The following quote by Dallas Willard – picked up over at Frank Dorion’s site made me stop and think about my own concept of discipleship.
“We need to clear in our heads about what discipleship is. My definition: A disciple is a person who has decided that the most important thing in their life is to learn how to do what Jesus said to do. A disciple is not a person who has things under control, or knows a lot of things. Disciples simply are people who are constantly revising their affairs to carry through on their decision to follow Jesus.”
It seems to be a constant learning; a constant listening; a constant putting oneself at the feet of Jesus – and then living it all out.
It strikes me that it is very much like the constant learning that goes on in a profession – if you want to keep yourself at the forefront of it. There is a lot of continuing education. There is a lot of study. In fact we have study clubs for those who really want to improve their practical knowledge or be at the cutting edge where things are most exciting and where innovations are happening. It is a lot of work but there are rewards gained in no other way than by by study, the practice of what has been learned, then the interaction with others who have been doing this thing longer who help you learn from your mistakes.
We shouldn’t expect less than this in the process of being disciples of Jesus.
There are times when I question things that I believe. The whole question of free will that I struggle with at this time – well I do not so much question that this is the way it is and has to be but that I have to deal with the results of my own free will and that of my children – and everyone else around me. I am not patient with myself. Sometimes I am not patient with my kids, fellow workers, etc. I want them to see the light and change now!
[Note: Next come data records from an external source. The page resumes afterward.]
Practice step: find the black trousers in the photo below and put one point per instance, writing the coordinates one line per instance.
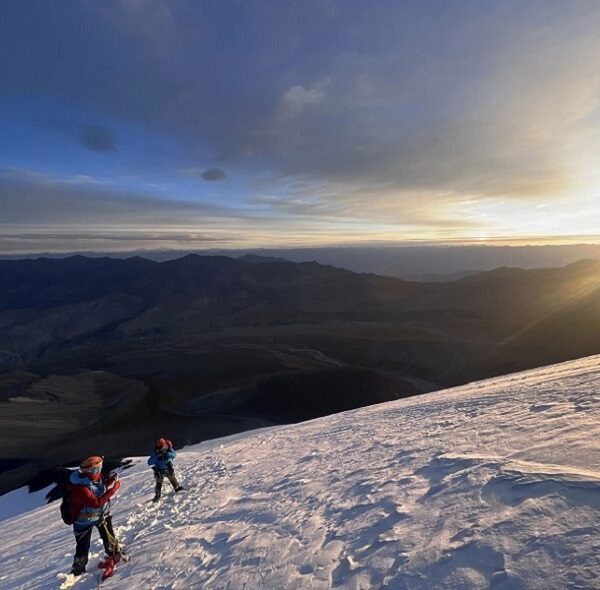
(83, 538)
(159, 476)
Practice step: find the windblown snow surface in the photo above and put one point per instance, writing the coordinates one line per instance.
(491, 485)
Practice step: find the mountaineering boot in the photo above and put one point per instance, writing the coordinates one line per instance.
(109, 567)
(79, 564)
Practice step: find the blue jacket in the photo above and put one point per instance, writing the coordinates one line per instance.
(164, 461)
(90, 501)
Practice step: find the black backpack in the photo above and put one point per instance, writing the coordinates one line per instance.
(65, 506)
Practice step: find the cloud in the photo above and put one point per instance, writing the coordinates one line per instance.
(296, 99)
(96, 138)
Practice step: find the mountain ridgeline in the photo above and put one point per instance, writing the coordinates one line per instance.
(209, 345)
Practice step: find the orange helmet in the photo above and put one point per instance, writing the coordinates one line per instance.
(90, 463)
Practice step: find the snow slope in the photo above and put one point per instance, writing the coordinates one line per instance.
(491, 485)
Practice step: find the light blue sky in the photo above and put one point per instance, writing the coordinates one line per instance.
(190, 124)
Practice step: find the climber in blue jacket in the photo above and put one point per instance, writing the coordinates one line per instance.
(161, 461)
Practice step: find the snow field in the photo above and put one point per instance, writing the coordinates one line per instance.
(490, 485)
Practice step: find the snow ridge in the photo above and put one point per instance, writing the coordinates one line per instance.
(490, 485)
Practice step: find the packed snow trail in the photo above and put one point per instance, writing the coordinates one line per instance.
(491, 485)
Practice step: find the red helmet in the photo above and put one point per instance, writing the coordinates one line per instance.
(92, 467)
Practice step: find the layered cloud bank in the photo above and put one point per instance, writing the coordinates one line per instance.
(304, 122)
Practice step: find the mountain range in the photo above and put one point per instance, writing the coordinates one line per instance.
(99, 352)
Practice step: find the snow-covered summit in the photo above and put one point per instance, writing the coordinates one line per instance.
(491, 485)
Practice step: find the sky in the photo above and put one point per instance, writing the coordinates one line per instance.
(132, 124)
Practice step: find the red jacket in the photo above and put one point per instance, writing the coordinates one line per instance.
(89, 500)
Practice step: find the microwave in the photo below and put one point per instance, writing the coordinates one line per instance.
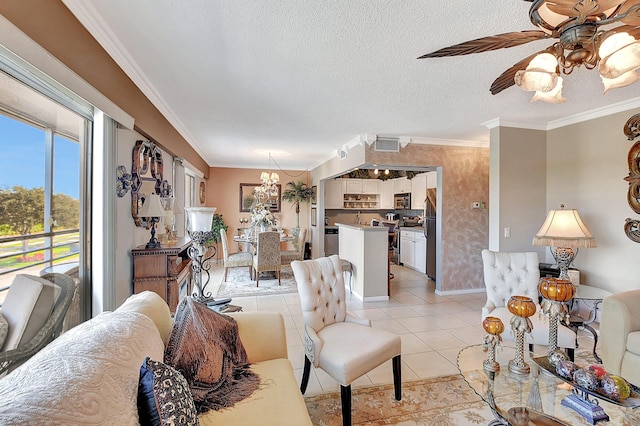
(402, 201)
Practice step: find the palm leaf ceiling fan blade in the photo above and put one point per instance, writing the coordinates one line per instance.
(506, 78)
(486, 44)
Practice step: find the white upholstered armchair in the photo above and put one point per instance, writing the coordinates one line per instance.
(344, 346)
(620, 335)
(509, 274)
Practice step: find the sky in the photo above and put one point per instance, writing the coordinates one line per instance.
(22, 159)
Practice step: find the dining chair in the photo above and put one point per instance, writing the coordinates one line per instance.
(342, 345)
(267, 257)
(509, 274)
(234, 260)
(288, 256)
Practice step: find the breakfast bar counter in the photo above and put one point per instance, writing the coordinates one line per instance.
(367, 248)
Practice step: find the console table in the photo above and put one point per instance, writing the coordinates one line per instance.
(165, 270)
(537, 395)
As Philip Yancey says in his book, “I want God to take a more active role in my personal history too. I want quick and spectacular answers to my prayers, healing for my diseases, protection and safety for my loved ones. I want a God without ambiguity, One to whom I can point for the sake of my doubting friends.”
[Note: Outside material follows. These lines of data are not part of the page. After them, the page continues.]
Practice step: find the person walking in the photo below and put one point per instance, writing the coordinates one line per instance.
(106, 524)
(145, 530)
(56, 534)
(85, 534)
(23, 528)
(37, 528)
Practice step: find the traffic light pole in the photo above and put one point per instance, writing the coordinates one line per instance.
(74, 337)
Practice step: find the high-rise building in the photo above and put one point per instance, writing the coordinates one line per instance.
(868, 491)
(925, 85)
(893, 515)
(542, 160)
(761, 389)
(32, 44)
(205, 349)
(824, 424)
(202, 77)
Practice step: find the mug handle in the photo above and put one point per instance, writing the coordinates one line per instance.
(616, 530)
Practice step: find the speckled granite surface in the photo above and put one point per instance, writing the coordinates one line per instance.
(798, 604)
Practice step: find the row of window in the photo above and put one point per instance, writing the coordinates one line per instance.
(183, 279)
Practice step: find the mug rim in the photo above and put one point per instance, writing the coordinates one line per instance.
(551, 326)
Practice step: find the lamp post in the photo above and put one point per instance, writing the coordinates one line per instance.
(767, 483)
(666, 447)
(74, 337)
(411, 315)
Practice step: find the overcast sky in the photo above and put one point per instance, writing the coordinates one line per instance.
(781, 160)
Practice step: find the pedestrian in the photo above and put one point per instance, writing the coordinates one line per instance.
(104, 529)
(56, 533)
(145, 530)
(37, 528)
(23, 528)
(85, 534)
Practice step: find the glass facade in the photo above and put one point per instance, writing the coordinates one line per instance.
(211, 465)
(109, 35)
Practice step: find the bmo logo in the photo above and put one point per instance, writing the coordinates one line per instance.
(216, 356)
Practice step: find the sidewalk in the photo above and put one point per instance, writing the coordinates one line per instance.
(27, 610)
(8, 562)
Would the people of Jesus’ day have understood a God that acted to save them from the Romans? I guess that is what the parable of Lazarus and the rich man is all about We’ve been given enough to believe. God isn’t going to push himself on us because he wants our love not our rote actions; not the movements of puppets.
Just the same, there are times when I wish… I am human and I want the easy way for me.
But God waits, patiently, for me to trust in his ways. He doesn’t force me to give the “right” response. Instead he accepts my feeble attempts to follow him, my inadequate worship, my childish displays of love for him.
So I return to that place of utter awe at how he works.